Le mouvement de grève pour le climat qui atteint maintenant le Québec s’est propagé en Europe ces derniers mois.
Photo: Jacques Demarthon Agence France-Presse Le mouvement de grève pour le climat qui atteint maintenant le Québec s’est propagé en Europe ces derniers mois.

Ce sont maintenant plus de 110 000 étudiants québécois qui seront en grève ce vendredi pour exiger la mise en oeuvre de politiques efficaces de lutte contre les changements climatiques. Certaines institutions ont toutefois refusé d’annuler les activités scolaires prévues, malgré des votes de grève pris par les étudiants.

Selon la plus récente compilation effectuée par le collectif « La planète s’invite à l’université », 110 000 étudiants ont jusqu’ici voté pour un débrayage d’une journée, ce vendredi, alors qu’une dizaine de manifestations sont prévues dans différentes villes du Québec, dont Montréal et Québec.

Malgré un vote favorable à cette journée de grève climatique, certaines institutions ont signifié que les activités régulières seront maintenues. C’est le cas à l’Université du Québec à Trois-Rivières, où la direction « a pris acte et respecte la décision prise par les étudiants en assemblée générale », tout en annonçant que « les cours et stages prévus à l’horaire seront toutefois maintenus selon leur planification normale le 15 mars ».

« Une absence le 15 mars, autre que pour les raisons prévues par le règlement des études de premier cycle sera considérée comme non motivée et vous recevrez la note "0" pour les activités, ce qui entraîne un échec au cours », indique donc un courriel envoyé à des étudiants et transmis au Devoir.

Cette journée de grève au Québec s’inscrit dans le cadre d’une mobilisation internationale en faveur de la lutte contre les changements climatiques. Pour le moment, des manifestations et des grèves sont prévues dans près d’une centaine de pays dans le monde le 15 mars.

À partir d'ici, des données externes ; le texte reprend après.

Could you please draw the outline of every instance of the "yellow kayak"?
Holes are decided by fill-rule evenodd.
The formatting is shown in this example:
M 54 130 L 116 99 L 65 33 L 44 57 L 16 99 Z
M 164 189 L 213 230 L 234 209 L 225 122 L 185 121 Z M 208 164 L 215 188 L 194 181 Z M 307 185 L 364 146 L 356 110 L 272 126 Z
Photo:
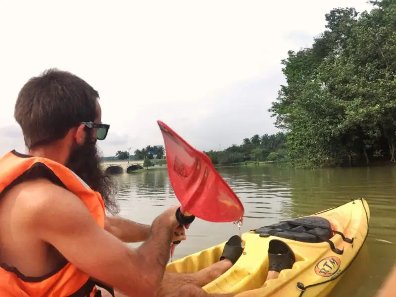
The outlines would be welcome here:
M 238 297 L 327 296 L 357 256 L 368 232 L 370 211 L 358 199 L 311 216 L 281 222 L 242 235 L 245 248 L 233 267 L 202 289 Z M 296 262 L 275 279 L 265 280 L 268 244 L 282 240 Z M 217 262 L 223 243 L 168 264 L 168 272 L 195 272 Z

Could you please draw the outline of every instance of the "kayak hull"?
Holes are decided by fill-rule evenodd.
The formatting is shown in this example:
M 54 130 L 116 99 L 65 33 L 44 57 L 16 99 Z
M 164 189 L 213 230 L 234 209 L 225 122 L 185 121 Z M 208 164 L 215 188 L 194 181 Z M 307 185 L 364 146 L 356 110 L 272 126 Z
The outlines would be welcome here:
M 367 237 L 370 211 L 367 201 L 358 199 L 309 217 L 327 220 L 331 229 L 353 242 L 331 233 L 330 241 L 341 254 L 326 242 L 303 242 L 273 235 L 263 237 L 254 231 L 242 235 L 244 253 L 233 267 L 202 289 L 208 293 L 233 293 L 238 297 L 326 296 L 359 253 Z M 304 217 L 305 218 L 307 217 Z M 278 278 L 266 281 L 268 270 L 268 244 L 282 240 L 292 248 L 296 262 L 282 270 Z M 217 261 L 225 242 L 168 264 L 167 272 L 198 271 Z

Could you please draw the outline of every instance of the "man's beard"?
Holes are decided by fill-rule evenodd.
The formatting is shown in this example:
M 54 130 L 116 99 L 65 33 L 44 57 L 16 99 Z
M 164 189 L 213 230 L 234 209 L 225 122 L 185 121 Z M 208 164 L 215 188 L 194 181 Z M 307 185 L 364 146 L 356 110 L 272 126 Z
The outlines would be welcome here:
M 88 138 L 89 139 L 89 138 Z M 106 209 L 112 214 L 118 212 L 116 199 L 117 184 L 100 166 L 100 156 L 96 143 L 86 141 L 70 153 L 66 166 L 78 175 L 90 187 L 99 192 Z

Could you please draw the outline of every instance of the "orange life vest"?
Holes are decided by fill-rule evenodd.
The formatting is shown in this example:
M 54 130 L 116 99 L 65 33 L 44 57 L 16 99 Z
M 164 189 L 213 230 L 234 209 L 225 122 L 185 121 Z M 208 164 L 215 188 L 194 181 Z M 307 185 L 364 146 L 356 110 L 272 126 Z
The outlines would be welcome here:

Pas de rencontre avec le ministre avant les manifestations

Au Québec, le ministre de l’Environnement Benoit Charette a par ailleurs sollicité une rencontre avec les représentants du collectif « La planète s’invite à l’université ». Cette rencontre aurait pu se tenir jeudi ou vendredi.

Les représentants du collectif ont toutefois refusé de tenir cette rencontre avant la mobilisation du vendredi 15 mars. « Le gouvernement de la Coalition Avenir Québec, suite à l’appel de grève lancé il y a un mois par le collectif, aurait pu le solliciter bien en amont de cet événement qui dépasse les considérations propres au Québec », ont-ils souligné dans un communiqué publié mercredi.

« Cette manifestation étudiante mondiale se veut un appel tourné vers les décideurs, appel à l’urgence d’agir face à la crise climatique. Ainsi, le collectif souhaite que l’attention médiatique soit tournée vers cet événement davantage que sur une rencontre de dernière minute avec le ministre », ont-ils ajouté, tout en invitant « les membres du gouvernement » à « marcher dans la rue afin d’exprimer leur intérêt pour le sujet des changements climatiques ».

Le cabinet du ministre Charette a indiqué mercredi au Devoir que le ministre serait prêt à rencontrer les représentants de « La planète s’invite à l’université » après les manifestations de vendredi. Le ministre n’entend toutefois pas participer à l’une des manifestations prévues vendredi. Sur les réseaux sociaux, des députés péquistes, solidaires et libéraux ont déjà indiqué qu’ils prendront part aux manifestations.